Die SD-Außenstelle Minden berichtet:
Der SD berichtet am 26. September 1941 aus Minden zum Thema Kennzeichnung der Juden“:
Über die Ausführung der Kennzeichnung der Juden wird in der Bevölkerung in erheblichem Maße Klage geführt. Nach der Anordnung ist es z.B. bei Mischehe nicht erforderlich, daß der jüdische Eheteil das Abzeichen trägt. Man ist dadurch zu der Ansicht gekommen, daß dies eine absolute Unmöglichkeit ist. Entweder haben wir Juden, dann sind sie es auch, wenn sie mit Ariern verheiratet sind, oder wir haben sie nicht. Im Volksmunde wird gesagt, wir haben jetzt zwei Sorten Juden, die arischen und die nichtarischen.
In einem besonders krassen Einzelfall mag dieser Zustand beleuchtet werden. In Minden wohnt der Polsterer Bradtmüller. Er ist mit einer Jüdin verheiratet. Dieser Mann macht überall nun damit Propaganda, daß er als zweifacher Kriegsteilnehmer, er hat 14/18 mitgemacht und über ein Jahr in diesem Krieg, bezüglich seiner Frau besondere Rechte habe. Es wäre ja auch noch schöner, ein Staat der Pflichten verlangte, müsse auch Rechte zubilligen. So könnte seine Frau sich überall frei bewegen. Selbst ins Kino könne er mit ihr gehen. Den Judenstern brauche seine Frau ebenfalls nicht zu tragen. Das ganze Verhalten dieses Mannes wirkt in der Öffentlichkeit derartig provozierend, daß damit zu rechnen ist, daß man ihn demnächst einmal gehörig zurechtweisen wird.
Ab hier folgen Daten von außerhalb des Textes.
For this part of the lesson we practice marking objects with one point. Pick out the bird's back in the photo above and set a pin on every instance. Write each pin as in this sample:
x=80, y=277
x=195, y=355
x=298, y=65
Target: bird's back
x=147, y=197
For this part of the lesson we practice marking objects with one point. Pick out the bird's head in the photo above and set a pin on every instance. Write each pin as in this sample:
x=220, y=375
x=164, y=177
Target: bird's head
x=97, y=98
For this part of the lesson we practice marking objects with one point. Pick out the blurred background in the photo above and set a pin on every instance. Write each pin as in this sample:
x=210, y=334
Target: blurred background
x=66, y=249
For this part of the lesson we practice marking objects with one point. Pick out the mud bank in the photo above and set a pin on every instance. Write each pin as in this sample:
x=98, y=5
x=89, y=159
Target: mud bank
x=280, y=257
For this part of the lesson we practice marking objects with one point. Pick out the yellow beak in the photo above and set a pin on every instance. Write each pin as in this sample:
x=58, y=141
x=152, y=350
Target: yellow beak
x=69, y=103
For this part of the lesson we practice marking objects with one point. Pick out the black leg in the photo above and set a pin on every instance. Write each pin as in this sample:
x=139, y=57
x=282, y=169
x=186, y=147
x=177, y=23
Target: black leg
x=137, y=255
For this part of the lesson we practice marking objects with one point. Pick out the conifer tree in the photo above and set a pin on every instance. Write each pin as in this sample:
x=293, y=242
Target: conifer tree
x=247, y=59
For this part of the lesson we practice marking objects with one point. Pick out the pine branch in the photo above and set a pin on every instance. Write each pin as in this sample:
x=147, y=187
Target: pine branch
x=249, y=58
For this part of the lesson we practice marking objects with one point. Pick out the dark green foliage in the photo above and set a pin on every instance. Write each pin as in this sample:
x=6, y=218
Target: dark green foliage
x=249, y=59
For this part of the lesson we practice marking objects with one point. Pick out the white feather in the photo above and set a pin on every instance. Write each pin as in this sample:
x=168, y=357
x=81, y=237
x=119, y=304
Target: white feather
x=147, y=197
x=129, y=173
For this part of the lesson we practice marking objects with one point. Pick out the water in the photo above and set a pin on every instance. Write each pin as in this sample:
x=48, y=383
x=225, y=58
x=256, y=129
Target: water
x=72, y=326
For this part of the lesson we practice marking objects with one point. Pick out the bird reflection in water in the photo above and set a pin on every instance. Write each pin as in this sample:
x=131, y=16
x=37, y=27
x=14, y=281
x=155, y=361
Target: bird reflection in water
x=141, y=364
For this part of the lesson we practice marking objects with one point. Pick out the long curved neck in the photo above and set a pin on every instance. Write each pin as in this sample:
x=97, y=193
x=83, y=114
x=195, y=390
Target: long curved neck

Immerhin scheint es aber so zu sein, als wenn er tatsächlich die geschilderte Sonderstellung einnimmt. Die Bevölkerung kann eine solche Anordnung einfach nicht verstehen. Es ist z.B. bekannt, daß dieser B. vor hatte, mit seiner Frau ins Ausland zu gehen. Aus irgendwelchen Gründen ist ihm dies bisher nicht geglückt. Man sagt sich aber jetzt, wie dieser Mann sich wohl jetzt wenn er wirklich im Ausland wäre, gegen Deutschland wenden würde. Sicher würde gerade er als ehemaliger Kriegsteilnehmer und jetziger Judenknecht in gröblichster Weise gegen Deutschland hetzen.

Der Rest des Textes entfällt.